Restrict access to content

You can restrict access to content that is distributed via CDN — for example, set up key access, show content only to users from certain countries or in certain browsers.

Key access

Tokenized URLs allow you to make links to the content temporary and restrict access to the content by IP address.

A special token is added to the links on the site, encrypting the access key, link lifetime and authorized IP addresses. When a user clicks on the link, CDN-servers check the token in the request: if the key matches, the IP-address is allowed and the lifetime of the link has not expired, the servers deliver the content. CDN-servers themselves receive content from the source regardless of token availability.
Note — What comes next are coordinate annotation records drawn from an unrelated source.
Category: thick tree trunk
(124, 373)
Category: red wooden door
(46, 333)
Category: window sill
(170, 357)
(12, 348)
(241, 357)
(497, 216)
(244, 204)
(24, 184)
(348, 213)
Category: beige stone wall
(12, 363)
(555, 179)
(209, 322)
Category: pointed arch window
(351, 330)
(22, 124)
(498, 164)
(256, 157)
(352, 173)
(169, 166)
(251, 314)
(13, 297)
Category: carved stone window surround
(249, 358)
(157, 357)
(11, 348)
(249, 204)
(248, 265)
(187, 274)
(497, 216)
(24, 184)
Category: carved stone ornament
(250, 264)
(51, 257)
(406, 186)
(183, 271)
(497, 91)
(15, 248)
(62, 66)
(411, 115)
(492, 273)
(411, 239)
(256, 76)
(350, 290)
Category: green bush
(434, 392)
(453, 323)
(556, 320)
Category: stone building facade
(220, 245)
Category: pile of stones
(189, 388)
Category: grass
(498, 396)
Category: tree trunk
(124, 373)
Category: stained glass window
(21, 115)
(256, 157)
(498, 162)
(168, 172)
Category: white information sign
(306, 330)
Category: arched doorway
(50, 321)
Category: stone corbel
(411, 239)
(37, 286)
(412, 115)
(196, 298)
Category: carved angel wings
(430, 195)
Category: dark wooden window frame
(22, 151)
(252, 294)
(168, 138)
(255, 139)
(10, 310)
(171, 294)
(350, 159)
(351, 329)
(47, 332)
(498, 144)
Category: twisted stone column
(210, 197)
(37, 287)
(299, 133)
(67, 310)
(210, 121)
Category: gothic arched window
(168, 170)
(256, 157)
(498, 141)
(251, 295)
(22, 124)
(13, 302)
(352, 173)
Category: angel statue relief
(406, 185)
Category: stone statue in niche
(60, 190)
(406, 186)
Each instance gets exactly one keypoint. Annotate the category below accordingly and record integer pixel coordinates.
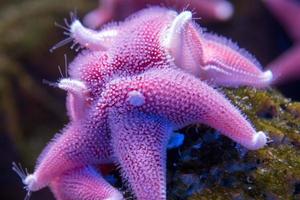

The tokenized links will be of the form:

  • CDN Selectel:
    https://cdn.example.com/123.jpg?md5=DMF1ucDxtHCxwYQ&expires=2147483647
  • CDN Akamai:
    https://cdn.example.com/123.jpg?sel-token=exp=1592563853~hmac=0851b56b74c47120565024a6c6532dc77dff809b0eeeb6fc1e01c86090a1bccd

Configure key access

  1. In control panel go to CDNCDN resources.

  2. Open the CDN resource page → tab Settings.

  3. Enable the option Key access.

  4. To generate a key automatically, tap Generate key.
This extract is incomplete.